Putting that statement to the test, Israel-Way Oranim has taken my volunteer group just about everywhere. We've seen each corner of Israel's borders, 1 pretty big mountain, a small river, an enormous desert and a number of breathtaking views. In doing so, we've been able to soak in a vast amount of Israel's civic and geological beauty. As it turns out, most of those birthright proclamations are true. But the real beauty of our program is that it affords us is the opportunity to immerse ourselves into our surroundings and glance, if only a bit deeper, into Israel.
My life here is centered in the city of Ashdod, where I teach English in a local elementary school. In my school, I work with students in small groups of 1-4, from the ages of 7 to 12. In addition to that, I spend one day a week volunteering in a center for disabled children. But, sharing and learning are probably much better words to describe what I have been doing here. Looking back, the most meaningful moments, have been more about the kids I work with than anything else. In particular, a girl named Hila has left me with a memory I am not likely to soon forget.
When I met her a few weeks ago, Hila only knew the first three letters of the alphabet. During our first lesson, I did not know how far she was behind her classmates, who are appropriately reading at a third grade level. Needless to say, it took me quite a bit of time to realize this, as Hila and I do not speak the same language. Since that ever-important moment of clarity, we have been making our way toward Z, two letters at a time.
We have also developed a way of communicating surprisingly complex thoughts to each other without sharing much more than 150 words in common. Smiles, facial expressions, tone, body language and an intense amount of charades has more than made up for the language barrier. We can change tasks, explain meanings and share laughs. Hila has been amazing to watch and work with. She gets immensely frustrated when she doesn't understand something or we go too fast, often to the point of giving up. But, when things go at the right pace, she works harder than any student I have had. She will l stare letters down for over half a minute and 15 tries before giving up. And, when she has the chance to learn, little else is on her mind, even when she would rather not be there.
A few days ago, she was pulled out of recess to come in for an extra lesson. Her conflict over playing and learning led to her to tears. But, she eventually came to class and tried as hard as ever. This past week, she made it all the way from A to M, perfectly. At the end, without any premeditated thought, we simultaneously broke into dance to celebrate. I can only hope that the look on my face let her know just how proud of her I am.
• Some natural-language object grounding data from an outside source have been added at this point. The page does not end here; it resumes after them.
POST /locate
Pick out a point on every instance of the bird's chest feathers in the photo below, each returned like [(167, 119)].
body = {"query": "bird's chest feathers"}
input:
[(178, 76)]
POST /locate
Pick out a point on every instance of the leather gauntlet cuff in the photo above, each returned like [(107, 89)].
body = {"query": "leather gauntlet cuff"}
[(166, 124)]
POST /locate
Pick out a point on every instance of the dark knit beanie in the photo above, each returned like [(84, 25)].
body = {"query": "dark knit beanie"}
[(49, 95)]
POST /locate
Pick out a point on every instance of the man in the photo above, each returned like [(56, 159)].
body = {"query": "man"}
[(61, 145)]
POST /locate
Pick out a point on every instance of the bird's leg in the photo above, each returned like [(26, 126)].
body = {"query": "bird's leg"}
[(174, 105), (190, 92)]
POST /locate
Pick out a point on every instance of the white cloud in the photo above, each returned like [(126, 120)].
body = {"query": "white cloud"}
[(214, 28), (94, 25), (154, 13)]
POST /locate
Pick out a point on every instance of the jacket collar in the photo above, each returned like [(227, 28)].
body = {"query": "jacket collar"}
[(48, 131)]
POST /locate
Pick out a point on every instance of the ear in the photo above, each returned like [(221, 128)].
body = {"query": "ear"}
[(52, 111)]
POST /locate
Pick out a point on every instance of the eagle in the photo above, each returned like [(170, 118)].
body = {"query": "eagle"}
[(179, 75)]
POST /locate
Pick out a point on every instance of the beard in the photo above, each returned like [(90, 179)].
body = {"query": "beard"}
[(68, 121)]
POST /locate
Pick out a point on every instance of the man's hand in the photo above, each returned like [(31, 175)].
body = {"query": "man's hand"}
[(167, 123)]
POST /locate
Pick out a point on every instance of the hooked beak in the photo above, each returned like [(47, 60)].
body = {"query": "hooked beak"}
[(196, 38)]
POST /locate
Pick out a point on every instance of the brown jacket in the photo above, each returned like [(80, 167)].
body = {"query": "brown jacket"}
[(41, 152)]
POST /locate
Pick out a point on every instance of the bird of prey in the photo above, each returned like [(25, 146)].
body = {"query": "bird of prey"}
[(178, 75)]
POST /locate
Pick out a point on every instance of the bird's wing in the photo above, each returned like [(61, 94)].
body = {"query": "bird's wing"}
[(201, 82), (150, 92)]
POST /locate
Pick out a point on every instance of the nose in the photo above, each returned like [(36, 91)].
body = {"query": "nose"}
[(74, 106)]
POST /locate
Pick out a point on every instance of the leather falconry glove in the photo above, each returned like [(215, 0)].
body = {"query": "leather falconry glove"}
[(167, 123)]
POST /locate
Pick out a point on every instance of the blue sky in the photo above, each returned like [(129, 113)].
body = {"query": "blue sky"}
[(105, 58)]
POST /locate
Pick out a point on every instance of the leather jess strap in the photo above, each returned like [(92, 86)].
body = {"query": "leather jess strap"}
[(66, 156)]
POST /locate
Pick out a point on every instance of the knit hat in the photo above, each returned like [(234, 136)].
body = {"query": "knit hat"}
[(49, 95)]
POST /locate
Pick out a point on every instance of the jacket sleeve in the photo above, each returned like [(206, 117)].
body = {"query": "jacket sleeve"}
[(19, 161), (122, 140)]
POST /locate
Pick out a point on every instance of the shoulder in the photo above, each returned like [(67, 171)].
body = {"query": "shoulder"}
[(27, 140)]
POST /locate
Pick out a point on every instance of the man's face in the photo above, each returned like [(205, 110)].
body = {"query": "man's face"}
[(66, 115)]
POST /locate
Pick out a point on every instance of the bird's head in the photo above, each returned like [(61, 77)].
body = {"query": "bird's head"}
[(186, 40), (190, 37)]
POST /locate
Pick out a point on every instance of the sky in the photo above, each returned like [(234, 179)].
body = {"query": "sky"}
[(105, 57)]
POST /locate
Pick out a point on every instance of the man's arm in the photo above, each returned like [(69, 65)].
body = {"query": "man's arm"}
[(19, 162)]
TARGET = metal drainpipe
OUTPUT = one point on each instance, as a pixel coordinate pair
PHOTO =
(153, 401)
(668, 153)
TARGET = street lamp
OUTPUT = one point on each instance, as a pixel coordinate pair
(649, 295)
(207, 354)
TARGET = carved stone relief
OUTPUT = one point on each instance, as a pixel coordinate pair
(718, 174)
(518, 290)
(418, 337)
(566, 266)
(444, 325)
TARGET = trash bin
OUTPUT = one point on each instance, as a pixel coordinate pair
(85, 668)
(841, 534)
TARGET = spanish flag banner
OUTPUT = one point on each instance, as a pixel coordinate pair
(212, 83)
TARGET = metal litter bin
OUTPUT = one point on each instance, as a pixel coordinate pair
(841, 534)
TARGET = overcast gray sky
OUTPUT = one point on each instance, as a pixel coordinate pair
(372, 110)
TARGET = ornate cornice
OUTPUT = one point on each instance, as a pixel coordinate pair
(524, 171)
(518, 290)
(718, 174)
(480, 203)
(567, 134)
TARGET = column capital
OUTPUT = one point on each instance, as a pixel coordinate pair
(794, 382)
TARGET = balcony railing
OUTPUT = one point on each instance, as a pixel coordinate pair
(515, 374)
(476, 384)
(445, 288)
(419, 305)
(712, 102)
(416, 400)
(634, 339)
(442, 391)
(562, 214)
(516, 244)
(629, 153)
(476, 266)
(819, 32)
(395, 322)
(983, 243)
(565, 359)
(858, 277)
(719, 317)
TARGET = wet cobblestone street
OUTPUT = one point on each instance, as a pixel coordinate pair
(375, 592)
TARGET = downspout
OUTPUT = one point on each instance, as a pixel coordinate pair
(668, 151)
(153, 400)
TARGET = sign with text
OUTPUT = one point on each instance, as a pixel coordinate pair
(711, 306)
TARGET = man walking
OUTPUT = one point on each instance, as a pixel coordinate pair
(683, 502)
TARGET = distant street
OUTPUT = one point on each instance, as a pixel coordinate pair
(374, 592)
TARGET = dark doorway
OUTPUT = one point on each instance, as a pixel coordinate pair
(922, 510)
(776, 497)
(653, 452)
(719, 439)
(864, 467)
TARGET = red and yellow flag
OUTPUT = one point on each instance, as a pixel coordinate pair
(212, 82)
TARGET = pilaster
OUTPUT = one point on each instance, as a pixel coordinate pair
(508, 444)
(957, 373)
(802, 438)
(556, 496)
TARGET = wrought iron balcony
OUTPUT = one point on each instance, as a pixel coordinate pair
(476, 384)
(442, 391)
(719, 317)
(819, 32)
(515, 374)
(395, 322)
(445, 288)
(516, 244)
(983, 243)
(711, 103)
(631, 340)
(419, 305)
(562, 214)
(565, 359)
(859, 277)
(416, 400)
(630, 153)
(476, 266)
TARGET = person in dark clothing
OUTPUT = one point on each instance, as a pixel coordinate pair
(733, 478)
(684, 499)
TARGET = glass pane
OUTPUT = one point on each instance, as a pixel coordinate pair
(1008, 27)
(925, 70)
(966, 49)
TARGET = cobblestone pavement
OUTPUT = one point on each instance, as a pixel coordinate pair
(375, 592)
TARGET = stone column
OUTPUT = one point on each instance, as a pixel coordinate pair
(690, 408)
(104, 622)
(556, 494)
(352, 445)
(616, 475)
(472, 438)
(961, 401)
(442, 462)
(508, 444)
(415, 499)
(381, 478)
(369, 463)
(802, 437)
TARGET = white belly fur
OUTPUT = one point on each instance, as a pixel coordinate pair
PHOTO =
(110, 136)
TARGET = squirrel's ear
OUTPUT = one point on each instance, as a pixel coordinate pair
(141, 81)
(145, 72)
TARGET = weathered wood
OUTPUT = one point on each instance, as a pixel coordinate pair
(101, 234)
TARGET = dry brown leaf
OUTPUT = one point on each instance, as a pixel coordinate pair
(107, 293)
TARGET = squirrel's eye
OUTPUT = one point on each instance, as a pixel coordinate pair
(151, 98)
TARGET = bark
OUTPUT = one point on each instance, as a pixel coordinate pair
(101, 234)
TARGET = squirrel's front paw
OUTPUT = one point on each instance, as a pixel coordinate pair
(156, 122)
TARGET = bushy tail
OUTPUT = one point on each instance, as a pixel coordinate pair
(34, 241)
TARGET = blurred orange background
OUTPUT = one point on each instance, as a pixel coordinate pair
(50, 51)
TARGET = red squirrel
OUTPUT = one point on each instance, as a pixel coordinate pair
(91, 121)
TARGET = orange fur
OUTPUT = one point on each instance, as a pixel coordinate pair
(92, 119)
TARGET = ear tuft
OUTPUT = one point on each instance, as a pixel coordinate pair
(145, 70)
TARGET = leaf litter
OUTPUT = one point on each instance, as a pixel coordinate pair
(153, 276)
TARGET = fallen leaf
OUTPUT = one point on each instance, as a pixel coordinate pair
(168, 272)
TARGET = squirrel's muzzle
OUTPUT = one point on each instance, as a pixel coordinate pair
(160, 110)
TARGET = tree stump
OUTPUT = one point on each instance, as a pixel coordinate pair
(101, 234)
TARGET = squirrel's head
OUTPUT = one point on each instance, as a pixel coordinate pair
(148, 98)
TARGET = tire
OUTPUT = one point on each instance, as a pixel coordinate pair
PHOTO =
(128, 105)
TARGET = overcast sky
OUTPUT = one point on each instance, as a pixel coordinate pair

Of course, there is more to my life here than volunteering. I only work 4 days a week, and I use my remaining free time to become more acquainted with Ashdod and explore the rest of Israel. While in Ashdod, I have enjoyed a gorgeous beach; a clean, safe city; a short commute to Jerusalem; an even shorter commute to Tel Aviv and; a host family I would not trade for anything. So far, I have met people from 6 continents, taught students from 11 different countries and discovered countless different meanings to the words “Jewish” and “Israeli.”
What has struck me most about Israel is the untenable reality it faces in consolidating its several, often conflicting parts, into a coherent identity and purpose. Walking through the streets of Jerusalem during Pesach is hardly any different than walking through streets of Manhattan. And yet, despite all their diversity, political leanings and varying degrees of religiosity, it seems nearly every Jewish person in Israel is able to come together and, for however long, feel at home. For now, so do I.